When I got pregnant with our first child, I wondered if and how I’d managed to continue finding the time for prayer once the baby came. I certainly skimped on morning prayers during those first few postpartum months, but I eventually worked my way back up. These days, I spend anywhere from 20 to 30 minutes praying most mornings, and while that is time that I could be sleeping — or doing something on my always too-long to-do list — I’m willing to forgo rest, etc., for a number of reasons.
For one thing, starting my day off with prayer gives me a fresh start of sorts. On the nights I inevitably go to bed upset or stressed, engaging in meaningful prayer is my way of hitting “reset” the following day.
Praying also tends to help me focus on the positive. Without it, I’d probably be a much grumpier to my children in the morning. I mean, let’s face it, tending to a kindergartener as well as rambunctious toddler twins isn’t exactly easy when you’re exhausted and haven’t so much as taken a sip of coffee. But spending that time praying seems to put me in a better frame of mind, and that helps me approach the day without acting like a total beast.

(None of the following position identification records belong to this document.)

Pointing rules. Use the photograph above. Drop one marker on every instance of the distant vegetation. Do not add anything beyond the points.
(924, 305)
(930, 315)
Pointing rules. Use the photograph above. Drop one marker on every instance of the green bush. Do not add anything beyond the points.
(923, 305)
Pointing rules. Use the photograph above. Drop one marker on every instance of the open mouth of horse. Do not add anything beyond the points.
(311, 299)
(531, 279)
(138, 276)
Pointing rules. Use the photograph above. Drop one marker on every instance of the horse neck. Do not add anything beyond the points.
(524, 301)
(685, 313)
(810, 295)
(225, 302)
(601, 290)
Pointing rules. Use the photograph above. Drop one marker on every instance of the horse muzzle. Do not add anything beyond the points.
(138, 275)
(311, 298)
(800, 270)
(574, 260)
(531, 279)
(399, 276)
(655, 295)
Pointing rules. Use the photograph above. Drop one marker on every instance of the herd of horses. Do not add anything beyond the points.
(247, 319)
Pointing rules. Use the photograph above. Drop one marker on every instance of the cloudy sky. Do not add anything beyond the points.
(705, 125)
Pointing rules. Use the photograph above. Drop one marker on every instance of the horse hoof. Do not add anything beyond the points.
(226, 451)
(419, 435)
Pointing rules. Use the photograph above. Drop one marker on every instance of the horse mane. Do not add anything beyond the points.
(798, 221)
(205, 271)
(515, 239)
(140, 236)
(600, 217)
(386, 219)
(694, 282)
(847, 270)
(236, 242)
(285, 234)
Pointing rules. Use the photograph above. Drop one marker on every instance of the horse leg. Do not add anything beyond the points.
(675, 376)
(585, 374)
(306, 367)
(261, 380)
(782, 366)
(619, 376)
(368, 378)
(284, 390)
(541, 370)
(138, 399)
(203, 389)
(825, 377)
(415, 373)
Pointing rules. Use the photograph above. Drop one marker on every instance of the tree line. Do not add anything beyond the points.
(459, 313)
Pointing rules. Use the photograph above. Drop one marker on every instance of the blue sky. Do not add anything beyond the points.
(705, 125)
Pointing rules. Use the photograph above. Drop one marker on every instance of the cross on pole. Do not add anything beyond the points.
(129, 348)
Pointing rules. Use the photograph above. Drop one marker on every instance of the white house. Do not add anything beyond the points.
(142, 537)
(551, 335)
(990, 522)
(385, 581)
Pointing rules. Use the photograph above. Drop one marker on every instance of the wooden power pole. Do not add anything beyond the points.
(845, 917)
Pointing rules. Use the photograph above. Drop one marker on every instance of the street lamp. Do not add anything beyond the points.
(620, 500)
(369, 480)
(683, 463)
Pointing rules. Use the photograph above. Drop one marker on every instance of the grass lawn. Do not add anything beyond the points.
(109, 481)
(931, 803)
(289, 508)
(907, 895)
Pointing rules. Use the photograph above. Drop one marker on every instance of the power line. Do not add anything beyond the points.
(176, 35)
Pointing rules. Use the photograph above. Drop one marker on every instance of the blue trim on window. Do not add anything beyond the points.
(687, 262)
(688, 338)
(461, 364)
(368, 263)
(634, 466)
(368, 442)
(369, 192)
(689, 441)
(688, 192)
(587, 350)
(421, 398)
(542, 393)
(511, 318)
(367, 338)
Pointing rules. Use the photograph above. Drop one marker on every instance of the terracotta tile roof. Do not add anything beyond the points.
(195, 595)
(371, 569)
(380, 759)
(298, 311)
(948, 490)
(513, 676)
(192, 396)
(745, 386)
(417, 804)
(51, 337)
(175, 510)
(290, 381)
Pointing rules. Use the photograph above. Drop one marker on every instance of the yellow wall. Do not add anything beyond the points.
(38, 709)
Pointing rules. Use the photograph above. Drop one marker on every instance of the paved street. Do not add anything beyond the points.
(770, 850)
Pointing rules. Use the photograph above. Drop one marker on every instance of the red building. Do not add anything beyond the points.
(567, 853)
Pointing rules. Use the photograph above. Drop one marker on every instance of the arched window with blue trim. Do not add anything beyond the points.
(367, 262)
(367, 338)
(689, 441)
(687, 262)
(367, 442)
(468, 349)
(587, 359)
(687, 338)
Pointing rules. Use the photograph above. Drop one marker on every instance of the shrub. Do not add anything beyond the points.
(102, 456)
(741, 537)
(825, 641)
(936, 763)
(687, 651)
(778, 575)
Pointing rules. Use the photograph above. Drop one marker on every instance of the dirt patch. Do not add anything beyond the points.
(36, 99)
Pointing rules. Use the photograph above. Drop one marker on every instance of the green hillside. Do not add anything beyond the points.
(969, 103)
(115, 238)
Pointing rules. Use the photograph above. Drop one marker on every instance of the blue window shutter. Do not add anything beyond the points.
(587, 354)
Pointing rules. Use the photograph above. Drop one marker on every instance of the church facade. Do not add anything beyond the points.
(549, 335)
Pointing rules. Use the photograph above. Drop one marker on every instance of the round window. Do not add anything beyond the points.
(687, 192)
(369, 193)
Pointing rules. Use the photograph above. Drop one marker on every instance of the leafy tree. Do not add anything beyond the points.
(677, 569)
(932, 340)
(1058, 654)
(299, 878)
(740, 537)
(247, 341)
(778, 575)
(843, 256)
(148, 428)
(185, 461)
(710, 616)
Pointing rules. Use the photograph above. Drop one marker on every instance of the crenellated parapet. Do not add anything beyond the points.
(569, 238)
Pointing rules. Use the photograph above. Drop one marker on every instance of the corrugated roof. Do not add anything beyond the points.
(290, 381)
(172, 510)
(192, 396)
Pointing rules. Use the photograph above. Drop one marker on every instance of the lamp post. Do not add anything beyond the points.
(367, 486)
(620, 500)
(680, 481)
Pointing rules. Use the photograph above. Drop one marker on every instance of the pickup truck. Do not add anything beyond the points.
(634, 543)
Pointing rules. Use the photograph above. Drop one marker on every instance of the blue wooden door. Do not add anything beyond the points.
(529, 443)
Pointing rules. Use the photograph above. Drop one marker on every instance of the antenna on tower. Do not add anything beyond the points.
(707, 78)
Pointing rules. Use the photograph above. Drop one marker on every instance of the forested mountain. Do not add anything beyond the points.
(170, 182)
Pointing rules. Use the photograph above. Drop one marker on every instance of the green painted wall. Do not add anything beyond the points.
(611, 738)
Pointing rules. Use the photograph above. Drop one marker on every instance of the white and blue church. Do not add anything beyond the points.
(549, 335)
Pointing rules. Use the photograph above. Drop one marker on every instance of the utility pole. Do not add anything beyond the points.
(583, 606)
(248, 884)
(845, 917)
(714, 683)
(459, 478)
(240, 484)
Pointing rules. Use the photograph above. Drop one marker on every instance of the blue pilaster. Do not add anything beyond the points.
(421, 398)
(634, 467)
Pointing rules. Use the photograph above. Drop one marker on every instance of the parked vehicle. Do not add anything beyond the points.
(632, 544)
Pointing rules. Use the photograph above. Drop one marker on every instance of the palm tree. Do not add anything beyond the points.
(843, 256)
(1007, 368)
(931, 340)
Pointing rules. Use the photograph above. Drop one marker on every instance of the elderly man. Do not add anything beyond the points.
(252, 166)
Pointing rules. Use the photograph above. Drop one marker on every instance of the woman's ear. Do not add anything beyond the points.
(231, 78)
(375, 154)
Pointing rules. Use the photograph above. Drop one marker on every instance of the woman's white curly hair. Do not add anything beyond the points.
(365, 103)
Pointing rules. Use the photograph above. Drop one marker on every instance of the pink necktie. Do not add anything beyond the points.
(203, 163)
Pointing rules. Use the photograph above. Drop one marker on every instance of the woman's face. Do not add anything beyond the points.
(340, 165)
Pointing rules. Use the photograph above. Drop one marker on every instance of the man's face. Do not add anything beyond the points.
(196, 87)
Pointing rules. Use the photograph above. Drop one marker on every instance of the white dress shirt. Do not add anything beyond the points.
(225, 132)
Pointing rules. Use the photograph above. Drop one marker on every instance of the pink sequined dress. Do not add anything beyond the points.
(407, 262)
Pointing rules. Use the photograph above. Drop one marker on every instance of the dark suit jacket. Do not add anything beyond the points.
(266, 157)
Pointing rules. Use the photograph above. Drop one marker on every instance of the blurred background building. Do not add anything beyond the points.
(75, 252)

Finally, spending some time deep in prayer actually helps wake up my brain. For me, prayer is energizing. It forces me to get out of sleepy mode and start formulating actual thoughts, which is hard to do when it’s dark outside and your eyes don’t seem to want to stay open.
The prayer I engage in doesn’t always conform to religious practices; much of the time, I make it up, as opposed to following words in a prayer book. Sometimes I’ll ask God for the things I need, but mostly I thank Him for the things I have. In fact, the one prayer I do tend to recite by rote is the Modeh Ani, the morning prayer of thanks to God for allowing us to live another day. I tend to expand upon it, though, adding in things for which I’m feeling particularly grateful.
Another thing: I like to do my praying out loud. Hearing the words makes them more meaningful for me. When my now almost-6-year-old would hear me doing this through the door, he’d often come in and ask whom I was talking to. Explaining that I was mid-conversation with God didn’t always go over so well, but eventually he began to understand not just what I was doing, but the importance of leaving me alone for those 20 to 30 minutes. (That isn’t to say I don’t ever get interrupted, but for the most part, my son gives me that time, and my daughters are late sleepers, so it tends to work out.)
Another prayer I happen to like is the Song of the Day. It’s not the most well-known, but what I appreciate is that there’s a different reading for each day of the week. It often inspires me to think about what I like best about each particular day. For example, on Thursdays, my favorite newspaper column gets published, so that’s a little treat to look forward to. And on Fridays, I’m thankful for Shabbat dinner (not so much having to cook it, but getting to enjoy it with my family).
Regardless of the prayers I choose, or how I adapt them, I’ve come to realize that the time I set aside for prayer enables me to transition peacefully into the day. I’m grateful that I’ve found a forum for doing so — even though it means a little less shut-eye.